Computer programs were notably absent from this list. The Copyright Act of 1980 defined a computer program as "a set of statements or instructions to be used directly or indirectly in a computer in order to bring about a certain result." (5). However, the Act limited the scope of protection as follows:


"In no case does copyright protection for an original work of authorship extend to any idea, procedure, process, system, method of operation, concept, principle, or discovery, regardless of the form in which it is described, explained, illustrated, or embodied in such work." (6)
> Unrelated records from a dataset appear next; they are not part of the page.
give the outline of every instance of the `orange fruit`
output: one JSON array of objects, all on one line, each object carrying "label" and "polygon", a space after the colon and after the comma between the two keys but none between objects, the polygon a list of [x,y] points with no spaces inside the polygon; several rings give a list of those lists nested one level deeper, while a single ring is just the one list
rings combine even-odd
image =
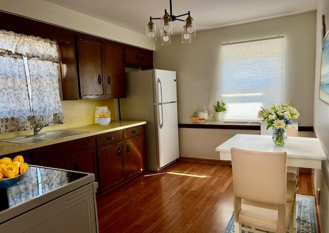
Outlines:
[{"label": "orange fruit", "polygon": [[13,177],[15,177],[16,175],[15,173],[16,173],[16,169],[18,170],[18,168],[17,167],[15,167],[13,165],[9,165],[5,169],[4,171],[4,175],[7,178],[12,178]]},{"label": "orange fruit", "polygon": [[22,166],[20,168],[20,173],[21,174],[24,174],[25,172],[26,172],[27,170],[27,168],[26,168],[25,167]]},{"label": "orange fruit", "polygon": [[4,168],[5,168],[6,167],[7,167],[7,165],[4,164],[0,164],[0,169],[1,169],[1,170],[3,169]]},{"label": "orange fruit", "polygon": [[11,164],[11,158],[5,157],[0,159],[0,164],[5,164],[6,165],[10,165]]},{"label": "orange fruit", "polygon": [[13,162],[15,162],[16,161],[18,161],[19,162],[21,163],[21,164],[24,164],[24,158],[22,155],[17,155],[16,157],[15,157],[14,159],[12,160]]},{"label": "orange fruit", "polygon": [[29,165],[27,164],[26,163],[24,163],[24,164],[21,165],[21,167],[24,167],[25,168],[26,170],[27,170],[27,168],[29,167]]},{"label": "orange fruit", "polygon": [[20,168],[20,167],[21,167],[21,163],[19,162],[19,161],[15,161],[14,162],[11,163],[11,165],[15,166],[19,168]]}]

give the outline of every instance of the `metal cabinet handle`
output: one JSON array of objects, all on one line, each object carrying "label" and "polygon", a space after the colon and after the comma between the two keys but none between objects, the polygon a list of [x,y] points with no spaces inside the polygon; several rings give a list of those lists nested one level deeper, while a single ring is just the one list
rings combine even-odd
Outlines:
[{"label": "metal cabinet handle", "polygon": [[79,163],[78,161],[74,162],[74,169],[76,171],[79,171]]}]

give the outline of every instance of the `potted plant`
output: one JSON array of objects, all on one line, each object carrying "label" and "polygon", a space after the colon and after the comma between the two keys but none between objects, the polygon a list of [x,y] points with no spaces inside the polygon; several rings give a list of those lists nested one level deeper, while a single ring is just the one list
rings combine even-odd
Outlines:
[{"label": "potted plant", "polygon": [[222,120],[223,113],[226,111],[225,105],[226,104],[223,100],[217,101],[217,104],[214,105],[215,109],[215,120]]}]

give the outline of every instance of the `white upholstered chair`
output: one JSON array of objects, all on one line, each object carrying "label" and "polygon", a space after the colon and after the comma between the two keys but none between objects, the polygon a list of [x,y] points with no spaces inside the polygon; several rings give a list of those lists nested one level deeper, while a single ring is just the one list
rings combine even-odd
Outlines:
[{"label": "white upholstered chair", "polygon": [[235,232],[294,232],[296,182],[287,181],[286,153],[232,148],[231,154]]}]

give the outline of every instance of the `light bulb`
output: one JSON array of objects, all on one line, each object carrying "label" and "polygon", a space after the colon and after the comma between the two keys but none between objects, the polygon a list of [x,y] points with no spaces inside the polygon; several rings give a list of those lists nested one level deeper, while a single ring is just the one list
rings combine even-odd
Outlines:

This provision helps point out the difference between copyright protection and patent protection. Copyrights cannot protect ideas -- they can only protect specific expressions of those ideas. Most software programs enjoy copyright protection. However, the owner of a computer program cannot obtain copyright protection for an algorithm (i.e., the method used by the software to accomplish its task). He can only protect the physical embodiment of the program. Anyone else can write a different program using the same algorithm with impunity. (NOTE: This is not to say that another author can translate the original work into a new language or that he can develop another program that looks and acts exactly like the original.) The new author can create another program so long as the original owner cannot show substantial similarity between the protectable expression in both works.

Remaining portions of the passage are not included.